Real estate professionals are wondering what how to use 49 parochial schools scheduled to close in the Philadelphia area. The Archdiocese of Philadelphia announced this will be the final school year for 45 elementary and four high schools in and around Philadelphia. Each location is unique, real estate professionals said, and will require just the right use to fit the area and the architecture. There will no doubt be zoning and usage concerns for most of the properties, which can be sticky issues for developers.
Real estate experts said the shuttered schools could have a variety of uses on the commercial real estate market, or the buildings could be converted to residences. The buildings could transform into anything, including high-end condos, retirement homes, offices and more. Some of the buildings could be razed, as well, with the land used for a new building.

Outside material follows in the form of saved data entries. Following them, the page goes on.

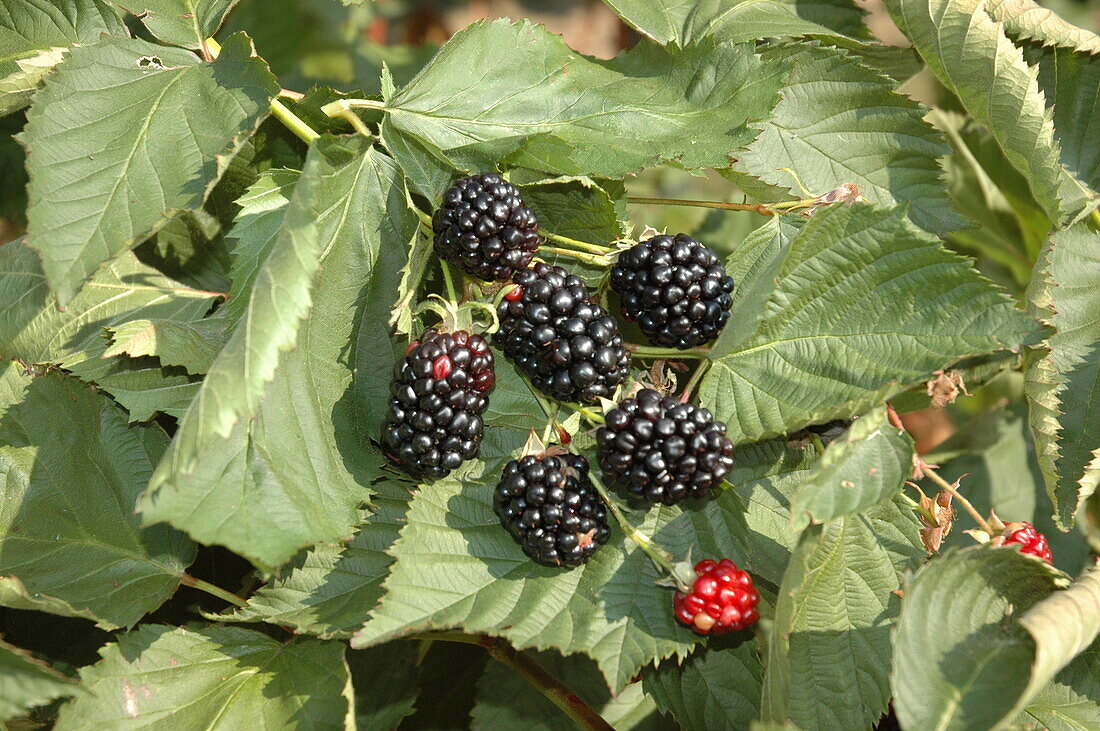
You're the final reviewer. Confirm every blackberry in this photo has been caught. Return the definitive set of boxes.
[381,329,495,480]
[494,452,610,567]
[432,173,540,281]
[596,388,734,505]
[609,233,734,349]
[495,263,630,403]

Some of the buildings have already drawn interest from developers. One of the interested parties is a developer who already has repurposed two closed campuses in Philadelphia into apartments.
The schools represent a mixed bag of size and age, with some of them more than 100 years old. While developers might be salivating over some of the parcels, the Archdiocese of Philadelphia isn’t quite ready to start selling off its holdings, according to a spokeswoman.
That will give developers time to figure out how to repurpose the buildings and think of uses for specialized rooms in the schools, such as gyms or cafeterias. For some properties, it might take some time for just the right buyer to emerge.
The closure of the parochial schools could put just the first batch of school sites up for sale. The School District of Philadelphia said recently that it could also close school sites, beginning with nine in two years.